Qatar will soon resume funding for civil servants and poor families in the besieged Gaza Strip under a new mechanism involving the Palestinian Authority and the United Nations, the Gulf state’s aid envoy has said.
Envoy Mohammed al-Emadi said on Monday, after meeting leaders from Hamas, the Palestinian group that governs Gaza, that Qatari stipends for civil servants and poor families, suspended since May, would resume in the coming days.
Doha has underwritten Gaza rebuilding and infrastructure projects since the 2014 Israeli offensive on the coastal enclave, but another round of fighting in May prompted Israeli and the US demands to revise the payouts.

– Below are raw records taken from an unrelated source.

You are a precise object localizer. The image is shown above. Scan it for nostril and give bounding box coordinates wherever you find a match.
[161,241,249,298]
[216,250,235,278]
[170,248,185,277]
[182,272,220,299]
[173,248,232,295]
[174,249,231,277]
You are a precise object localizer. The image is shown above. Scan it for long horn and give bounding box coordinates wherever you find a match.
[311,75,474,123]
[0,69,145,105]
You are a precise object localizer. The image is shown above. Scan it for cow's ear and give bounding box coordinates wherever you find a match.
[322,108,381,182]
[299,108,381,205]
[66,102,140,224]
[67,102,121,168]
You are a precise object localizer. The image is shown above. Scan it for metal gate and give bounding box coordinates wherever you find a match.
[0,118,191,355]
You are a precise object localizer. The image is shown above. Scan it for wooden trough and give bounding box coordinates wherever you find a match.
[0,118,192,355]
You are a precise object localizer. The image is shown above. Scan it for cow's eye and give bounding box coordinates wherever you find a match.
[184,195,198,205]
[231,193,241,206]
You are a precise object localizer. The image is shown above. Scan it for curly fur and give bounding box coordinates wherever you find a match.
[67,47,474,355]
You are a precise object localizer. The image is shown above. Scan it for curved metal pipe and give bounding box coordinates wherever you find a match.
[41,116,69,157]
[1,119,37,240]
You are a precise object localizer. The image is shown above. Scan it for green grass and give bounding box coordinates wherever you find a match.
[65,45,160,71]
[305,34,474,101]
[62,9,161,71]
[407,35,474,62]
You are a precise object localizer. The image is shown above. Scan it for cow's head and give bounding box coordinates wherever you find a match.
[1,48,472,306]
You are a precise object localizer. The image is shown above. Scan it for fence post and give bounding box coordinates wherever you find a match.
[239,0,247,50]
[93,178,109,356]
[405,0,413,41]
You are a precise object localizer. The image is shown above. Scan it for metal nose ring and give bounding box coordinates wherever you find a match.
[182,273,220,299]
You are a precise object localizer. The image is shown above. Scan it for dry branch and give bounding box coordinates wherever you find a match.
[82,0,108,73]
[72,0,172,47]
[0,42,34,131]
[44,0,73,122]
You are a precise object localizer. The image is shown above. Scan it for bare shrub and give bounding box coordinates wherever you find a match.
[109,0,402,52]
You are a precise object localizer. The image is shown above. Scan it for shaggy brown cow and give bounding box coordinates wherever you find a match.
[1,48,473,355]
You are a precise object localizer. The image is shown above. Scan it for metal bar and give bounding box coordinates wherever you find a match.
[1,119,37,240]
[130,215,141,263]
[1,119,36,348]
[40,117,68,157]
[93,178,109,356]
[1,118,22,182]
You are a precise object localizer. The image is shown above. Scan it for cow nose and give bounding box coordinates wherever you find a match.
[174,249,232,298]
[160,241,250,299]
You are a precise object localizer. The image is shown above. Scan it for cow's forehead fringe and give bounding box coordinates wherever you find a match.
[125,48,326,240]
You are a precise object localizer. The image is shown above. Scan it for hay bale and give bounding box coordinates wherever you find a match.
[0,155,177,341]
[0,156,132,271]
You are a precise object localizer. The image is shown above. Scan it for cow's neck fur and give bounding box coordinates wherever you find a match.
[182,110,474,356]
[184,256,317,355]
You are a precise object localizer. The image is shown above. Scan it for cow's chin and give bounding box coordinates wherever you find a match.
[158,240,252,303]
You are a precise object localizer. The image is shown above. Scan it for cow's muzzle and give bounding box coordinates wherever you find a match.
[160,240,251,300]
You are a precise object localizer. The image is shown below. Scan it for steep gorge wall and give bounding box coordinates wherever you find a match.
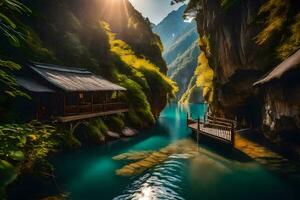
[189,0,300,140]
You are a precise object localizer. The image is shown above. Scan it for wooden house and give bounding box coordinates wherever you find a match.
[253,49,300,139]
[16,62,128,123]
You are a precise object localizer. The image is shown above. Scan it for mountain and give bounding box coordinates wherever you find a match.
[153,5,202,102]
[153,5,192,52]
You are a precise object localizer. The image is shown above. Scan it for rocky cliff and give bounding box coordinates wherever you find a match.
[179,0,300,141]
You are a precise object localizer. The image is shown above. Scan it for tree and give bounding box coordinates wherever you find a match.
[0,0,31,97]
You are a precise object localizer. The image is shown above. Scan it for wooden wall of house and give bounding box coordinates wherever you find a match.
[261,78,300,141]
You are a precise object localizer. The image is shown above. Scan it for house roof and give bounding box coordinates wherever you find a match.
[253,49,300,86]
[16,76,55,93]
[29,62,126,92]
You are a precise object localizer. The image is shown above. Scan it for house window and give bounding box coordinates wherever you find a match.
[79,93,84,99]
[79,92,91,105]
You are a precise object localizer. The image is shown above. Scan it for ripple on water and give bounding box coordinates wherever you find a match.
[113,156,186,200]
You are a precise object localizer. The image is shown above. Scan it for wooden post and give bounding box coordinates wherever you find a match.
[231,122,235,147]
[77,93,80,114]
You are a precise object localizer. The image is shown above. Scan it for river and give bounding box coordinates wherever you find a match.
[51,103,299,200]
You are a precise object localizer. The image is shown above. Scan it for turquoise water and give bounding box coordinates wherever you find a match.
[52,103,297,200]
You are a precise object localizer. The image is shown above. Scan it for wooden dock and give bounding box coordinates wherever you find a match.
[187,113,236,146]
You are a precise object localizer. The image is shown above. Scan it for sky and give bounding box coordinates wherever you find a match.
[128,0,185,25]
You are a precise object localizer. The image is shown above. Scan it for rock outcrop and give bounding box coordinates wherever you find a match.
[185,0,300,141]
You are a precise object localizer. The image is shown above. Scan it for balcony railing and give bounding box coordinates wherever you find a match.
[64,102,128,116]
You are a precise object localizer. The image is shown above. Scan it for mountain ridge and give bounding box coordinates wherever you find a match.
[153,4,203,103]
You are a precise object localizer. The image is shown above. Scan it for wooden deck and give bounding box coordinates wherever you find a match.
[55,109,129,123]
[187,114,236,146]
[54,102,128,123]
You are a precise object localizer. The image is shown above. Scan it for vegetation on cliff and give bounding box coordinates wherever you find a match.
[256,0,300,60]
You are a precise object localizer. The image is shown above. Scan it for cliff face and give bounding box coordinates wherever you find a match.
[189,0,300,141]
[195,0,268,119]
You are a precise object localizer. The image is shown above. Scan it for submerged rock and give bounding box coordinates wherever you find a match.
[107,131,121,139]
[122,127,138,137]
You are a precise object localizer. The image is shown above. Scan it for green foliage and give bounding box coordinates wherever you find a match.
[88,118,108,143]
[179,75,201,104]
[0,60,28,98]
[0,0,32,98]
[0,0,31,47]
[255,0,289,45]
[0,121,58,163]
[194,52,214,103]
[277,12,300,59]
[101,22,177,127]
[104,115,125,132]
[0,159,17,199]
[102,21,178,98]
[118,76,155,127]
[0,121,59,196]
[255,0,300,60]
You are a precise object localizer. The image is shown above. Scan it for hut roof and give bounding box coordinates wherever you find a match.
[16,76,55,93]
[253,49,300,86]
[29,63,126,92]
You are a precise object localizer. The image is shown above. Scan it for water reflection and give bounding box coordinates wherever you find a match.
[113,136,297,200]
[50,103,300,200]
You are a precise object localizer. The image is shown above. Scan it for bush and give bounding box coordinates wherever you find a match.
[0,121,59,197]
[104,115,125,132]
[87,118,108,143]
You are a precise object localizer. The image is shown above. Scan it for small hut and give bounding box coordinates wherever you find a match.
[16,62,128,122]
[253,49,300,139]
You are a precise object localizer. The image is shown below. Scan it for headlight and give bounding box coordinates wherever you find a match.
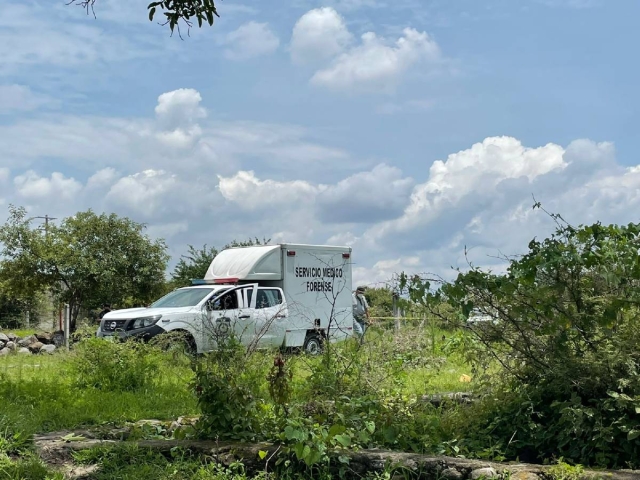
[130,315,162,330]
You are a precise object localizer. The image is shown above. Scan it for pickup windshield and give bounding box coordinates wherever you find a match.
[150,288,215,308]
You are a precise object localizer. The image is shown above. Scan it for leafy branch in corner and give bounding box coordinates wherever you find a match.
[66,0,220,38]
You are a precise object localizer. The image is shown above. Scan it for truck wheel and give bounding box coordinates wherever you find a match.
[303,333,323,355]
[165,330,197,356]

“All the details” regarding the distribution mechanism “have been reviewed and the process will begin shortly,” al-Emadi said.
A source within Hamas said a sticking point was its insistence that civil servants employed by the movement be allowed to benefit from Qatari aid.
Civil servants in Gaza’s Hamas-run government can be considered approved recipients, “following an agreement by the different parties”, Emadi said.
Gas-rich Qatar used to spend $30m a month to help operate the enclave’s lone power plant and to support families and public servants.
Hamas, blacklisted as a terrorist group in the West, has endorsed a new payment mechanism involving the rival, Western-backed Palestinian Authority (PA) of President Mahmoud Abbas as well as the United Nations, al-Emadi said in a statement.
He did not elaborate.
Israeli officials had previously said that the PA- and UN-led mechanism could involve disbursing the Qatari aid as vouchers rather than cash, as a safeguard against Hamas diverting the money to military ends.